Tuesday, October 1, 2013

Where the Penguins went to Roost

It began innocently enough. Just another Saturday morning bike ride to discover or rediscover parts of the Twin Cities I hadn’t been to for some time now. The response from my blog
On the Corner of Fairview and Summit got me to thinking about those parts of the city that had affected my life just as that street corner had for so many years.

First stop on my journey of discovery always begins at the Dunn Brothers coffee shop in the Longfellow neighborhood of South Minneapolis right across the Lake Street bridge from Saint Paul. The earlier in the morning the better. It’s before most normal folks are out and about. The perfect time for insomniacs, running and biking fanatics and one oldster reclaiming his past.
               


After a less than nutritional breakfast and some reflection, it’s time to begin my jaunt. It’s a quick decision to head east toward the rising sun and my old haunts in Saint Paul.

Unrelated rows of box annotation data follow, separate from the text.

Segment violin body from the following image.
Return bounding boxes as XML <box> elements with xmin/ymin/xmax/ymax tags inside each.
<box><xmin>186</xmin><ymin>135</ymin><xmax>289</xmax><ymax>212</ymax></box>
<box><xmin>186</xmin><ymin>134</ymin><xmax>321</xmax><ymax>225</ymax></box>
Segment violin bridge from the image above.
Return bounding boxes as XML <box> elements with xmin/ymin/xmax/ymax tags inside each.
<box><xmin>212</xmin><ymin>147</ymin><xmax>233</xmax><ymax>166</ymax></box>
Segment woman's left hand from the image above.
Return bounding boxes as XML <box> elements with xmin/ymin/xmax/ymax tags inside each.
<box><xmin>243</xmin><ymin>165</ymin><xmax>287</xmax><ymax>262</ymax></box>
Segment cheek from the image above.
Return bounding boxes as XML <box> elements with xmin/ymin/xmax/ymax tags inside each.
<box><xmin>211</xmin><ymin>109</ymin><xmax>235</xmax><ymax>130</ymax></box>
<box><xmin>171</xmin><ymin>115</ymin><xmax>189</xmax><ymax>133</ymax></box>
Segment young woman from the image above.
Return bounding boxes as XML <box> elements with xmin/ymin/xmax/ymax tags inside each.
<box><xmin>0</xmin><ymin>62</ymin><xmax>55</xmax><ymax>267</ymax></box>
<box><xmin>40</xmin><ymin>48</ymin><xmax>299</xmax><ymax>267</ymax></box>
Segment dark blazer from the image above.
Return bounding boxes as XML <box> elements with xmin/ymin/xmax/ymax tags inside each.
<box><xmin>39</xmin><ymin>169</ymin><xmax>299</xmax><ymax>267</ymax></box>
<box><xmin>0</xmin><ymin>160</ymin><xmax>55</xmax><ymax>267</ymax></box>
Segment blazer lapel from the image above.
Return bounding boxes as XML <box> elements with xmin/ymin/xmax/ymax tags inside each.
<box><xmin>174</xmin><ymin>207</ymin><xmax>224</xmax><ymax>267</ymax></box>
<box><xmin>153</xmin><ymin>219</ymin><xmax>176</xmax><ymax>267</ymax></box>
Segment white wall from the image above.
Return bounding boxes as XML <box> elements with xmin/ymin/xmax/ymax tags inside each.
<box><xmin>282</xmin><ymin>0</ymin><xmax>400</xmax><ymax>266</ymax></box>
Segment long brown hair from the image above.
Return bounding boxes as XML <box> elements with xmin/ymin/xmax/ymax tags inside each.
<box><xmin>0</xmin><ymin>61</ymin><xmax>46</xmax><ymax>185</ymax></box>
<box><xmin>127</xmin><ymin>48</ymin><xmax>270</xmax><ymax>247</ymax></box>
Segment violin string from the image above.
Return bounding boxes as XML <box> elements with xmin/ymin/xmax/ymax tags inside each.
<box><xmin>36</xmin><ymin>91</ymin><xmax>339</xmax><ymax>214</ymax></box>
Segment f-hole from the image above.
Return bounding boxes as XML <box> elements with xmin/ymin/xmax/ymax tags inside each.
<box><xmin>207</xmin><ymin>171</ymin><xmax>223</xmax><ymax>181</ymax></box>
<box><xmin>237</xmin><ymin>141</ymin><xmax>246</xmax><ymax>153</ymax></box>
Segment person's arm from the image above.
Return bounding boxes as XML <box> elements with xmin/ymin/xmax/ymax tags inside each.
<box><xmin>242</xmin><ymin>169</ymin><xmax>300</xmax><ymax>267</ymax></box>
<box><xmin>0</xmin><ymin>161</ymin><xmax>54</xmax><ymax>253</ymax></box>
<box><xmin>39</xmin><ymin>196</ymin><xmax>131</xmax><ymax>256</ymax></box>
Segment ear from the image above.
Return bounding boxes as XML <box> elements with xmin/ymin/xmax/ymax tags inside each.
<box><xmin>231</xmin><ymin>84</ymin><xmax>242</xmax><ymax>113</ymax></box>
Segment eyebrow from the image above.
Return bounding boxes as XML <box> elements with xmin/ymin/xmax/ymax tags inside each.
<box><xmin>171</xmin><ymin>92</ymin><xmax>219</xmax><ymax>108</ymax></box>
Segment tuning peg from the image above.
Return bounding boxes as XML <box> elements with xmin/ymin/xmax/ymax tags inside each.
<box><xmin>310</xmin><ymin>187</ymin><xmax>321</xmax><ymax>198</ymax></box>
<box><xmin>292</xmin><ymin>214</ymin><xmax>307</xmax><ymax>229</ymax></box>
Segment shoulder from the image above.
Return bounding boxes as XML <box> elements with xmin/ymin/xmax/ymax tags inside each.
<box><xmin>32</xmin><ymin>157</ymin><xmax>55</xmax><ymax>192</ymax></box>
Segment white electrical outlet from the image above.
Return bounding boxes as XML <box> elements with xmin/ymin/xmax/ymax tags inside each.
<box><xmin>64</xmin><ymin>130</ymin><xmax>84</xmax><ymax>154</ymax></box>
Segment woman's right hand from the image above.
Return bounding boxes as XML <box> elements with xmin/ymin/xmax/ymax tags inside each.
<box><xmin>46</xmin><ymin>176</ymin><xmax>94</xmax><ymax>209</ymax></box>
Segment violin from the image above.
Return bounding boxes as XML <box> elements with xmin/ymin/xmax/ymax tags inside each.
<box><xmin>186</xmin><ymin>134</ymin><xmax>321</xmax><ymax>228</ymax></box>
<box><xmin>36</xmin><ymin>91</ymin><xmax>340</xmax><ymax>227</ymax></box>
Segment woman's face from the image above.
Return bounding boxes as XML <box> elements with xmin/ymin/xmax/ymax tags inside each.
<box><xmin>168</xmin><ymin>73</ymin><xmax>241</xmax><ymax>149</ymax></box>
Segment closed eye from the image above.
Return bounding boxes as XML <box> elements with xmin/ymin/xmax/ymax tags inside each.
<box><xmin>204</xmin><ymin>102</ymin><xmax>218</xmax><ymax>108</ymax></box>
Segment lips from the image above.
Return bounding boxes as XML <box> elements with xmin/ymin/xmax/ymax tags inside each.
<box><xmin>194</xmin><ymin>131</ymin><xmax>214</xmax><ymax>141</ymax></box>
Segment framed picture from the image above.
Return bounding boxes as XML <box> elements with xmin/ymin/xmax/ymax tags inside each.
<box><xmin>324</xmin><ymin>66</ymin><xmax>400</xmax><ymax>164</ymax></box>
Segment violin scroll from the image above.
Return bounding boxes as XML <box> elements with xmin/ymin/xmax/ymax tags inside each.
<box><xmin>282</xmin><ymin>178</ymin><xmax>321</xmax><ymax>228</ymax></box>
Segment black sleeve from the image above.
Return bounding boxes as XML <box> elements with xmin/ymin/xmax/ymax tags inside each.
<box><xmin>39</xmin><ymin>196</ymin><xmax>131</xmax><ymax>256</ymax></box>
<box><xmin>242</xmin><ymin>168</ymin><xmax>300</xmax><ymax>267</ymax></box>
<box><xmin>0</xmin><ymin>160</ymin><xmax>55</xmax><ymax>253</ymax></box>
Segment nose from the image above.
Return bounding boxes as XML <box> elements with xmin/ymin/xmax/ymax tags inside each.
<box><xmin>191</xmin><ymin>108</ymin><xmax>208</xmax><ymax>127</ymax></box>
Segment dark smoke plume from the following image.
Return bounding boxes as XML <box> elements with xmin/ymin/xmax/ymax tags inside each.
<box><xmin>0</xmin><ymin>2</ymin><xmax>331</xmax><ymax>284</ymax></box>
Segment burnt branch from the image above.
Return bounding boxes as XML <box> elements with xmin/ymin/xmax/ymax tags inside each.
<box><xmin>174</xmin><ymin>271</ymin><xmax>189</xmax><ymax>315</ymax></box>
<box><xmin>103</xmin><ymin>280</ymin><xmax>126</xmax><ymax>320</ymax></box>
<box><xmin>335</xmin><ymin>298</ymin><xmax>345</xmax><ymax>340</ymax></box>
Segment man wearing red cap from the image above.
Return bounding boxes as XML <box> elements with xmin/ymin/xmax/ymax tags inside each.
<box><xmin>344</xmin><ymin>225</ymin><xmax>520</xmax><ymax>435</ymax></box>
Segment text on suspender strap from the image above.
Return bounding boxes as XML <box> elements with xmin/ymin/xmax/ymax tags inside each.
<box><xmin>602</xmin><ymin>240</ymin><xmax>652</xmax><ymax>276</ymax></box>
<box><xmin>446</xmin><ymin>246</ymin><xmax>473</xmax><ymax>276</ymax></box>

F. Scott. Fitzgerald used to live in the row house with the plaque before fame and alcohol cut short his writing career.

 
There’s a story here (from later on in my life) and a poem too (Under Cathedral Dome). But that was another era long since past. It’s probably best left unspoken now…unless it shows up in some future novel.
Mother, Marlene, and I 1946



Then it was a drop down off of Ramsey hill to what was once the edge of downtown Saint Paul.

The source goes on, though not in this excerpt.